This project uses the car dataset published by https://archive.ics.uci.edu/ml/datasets/automobile
The goal in this project is to analyze and impute missign data in the cars datset and then to build and evaluate a linear regression model for predicting car prices.
I will be using Python, and following libraries Pandas, matpolotlib, seaborn and scikit-learn.
This project will be completed through following steps:
- loading the dataset and txt file to extract columns
2.removing irrelevant columns and imputing the missing ('?') data
3.changing the datatype where needed and checking for possible collinearity between numerical columns
4.performing encoding of categorical variables and scaling numerical features
5.training and testing linear model
6.evaluation
7.further considerations
I found following columns to be irrelevant or less relevant for the car price: Irrelevant columns: engine location,wheel base,length, width,height, curb weight,bore(the inner diameter of the cylinder),stroke(the distance within the cylinder the piston travels), compression-ratio(the ratio between the volume of the cylinder and combustion chamber in an internal combustion engine at their maximum and minimum )

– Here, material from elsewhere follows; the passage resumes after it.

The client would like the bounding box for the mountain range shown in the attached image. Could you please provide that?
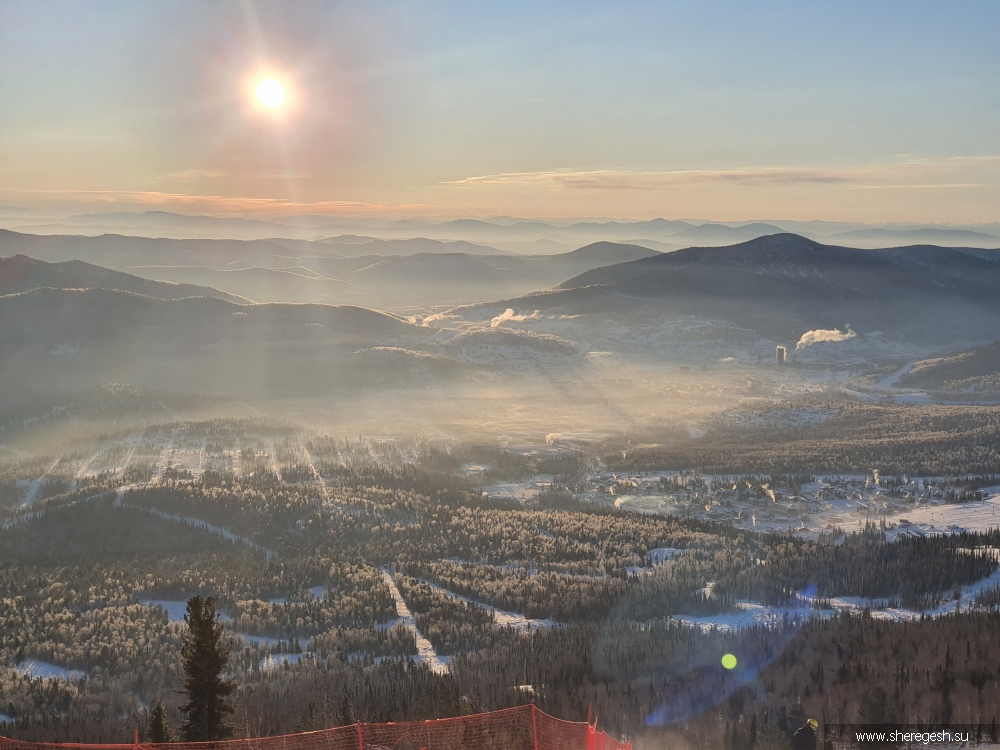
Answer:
[460,234,1000,345]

By comparing some of the properties I found out that the normalized-loss depends to some extent on symboling, body style, num of doors and make. I utilized those columns to find missing values for the normalized loss. In case that there were no cars with the same properties I imputed values with the average value for cars that have same symboling value and some common properties
The engine-size is highly colrelated with the horsepower of the car which is logical, so I keptonly one of these two features- the "horsepower". Also city mpg and highway mpg are highly correlated. I chose "highway mpg" as a feature because I think that it affects the price of the car more than "city mpg" (at least in the US as you can get to the most destinations using highways. The situation might have been different in Europe...)
I used OneHotEncoder for categorical variables and Feature Scaler for numerical variables
The train and test result gave a high value of r- squared which means that 94% and 89% of variations in the price of the car can be explained trough variations in independent features, respectively.
The average percentage error on the test set is 13% of the car price.
It is maybe important to mention that 4 missing values from our dataset were actually the dependant variables .When performing the missing value imputation I did imupte those values too taking the average of the prices. With or without those values the coefficient of determination of my model is almost the same. However, it is important to aknowledge this. If there were more missing values we would have thougth of the correct approach. Imputing many missing values could lead to the data leakage on one hand and on the other hand imputed values do not cary any valuable information. Something worth of discussion.